Ces questions percutent le lecteur qui comprend en même temps que les deux héros beaucoup de ce que le récit ne faisait que suggérer jusque-là. Cette dimension des rêves et aussi des cauchemars de Penny matérialise non seulement l'inconscient de la fillette mais aussi celui de ses parents. Donc les obstacles qu'ils y rencontrent ne sont rien d'autre que leurs propres fantômes, leurs propres démons, leurs propres peurs.
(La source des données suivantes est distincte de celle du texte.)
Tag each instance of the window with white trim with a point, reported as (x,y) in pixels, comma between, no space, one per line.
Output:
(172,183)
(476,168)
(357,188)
Qu'y-a-t-il de plus effrayant que de perdre un enfant ? Sans doute le fait d'avoir, quand on était soi-même enfant, perdu ses parents, d'être devenu orphelin et de devoir affronter ce vide ? Ou alors... De se rappeler un souvenir, enfoui, refoulé, si abominable qu'il vous laisse en état de choc, tétanisé sur le champ de bataille ? C'est ce qui va arrivé à Duncan, confronté à un traumatisme d'enfance qui refait surface...
J'ai certes spoilé d'entrée, mais dans cette logique d'avertissement. C'est un épisode très rude et quand vous lire cette série, lorsqu'elle sera immanquablement traduite, il faudra vous préparer à quelque chose d'éprouvant. Derrière les couleurs flashy, les dessins pittoresques de Riley Rossmo, il y a quelque chose de noir et de remuant.
Daniel Warren Johnson et Riley Rossmo accèdent à quelque chose qui dépasse le simple statut d'auteurs de comics. The Moon is following us s'aventure sur un terrain glissant mais que les deux hommes abordent avec pudeur et franchise à la fois. Le lecteur est touché en plein coeur. Si vous n'avez pas envie de pleurer après avoir lu cet épisode, vous êtes vraiment blindé.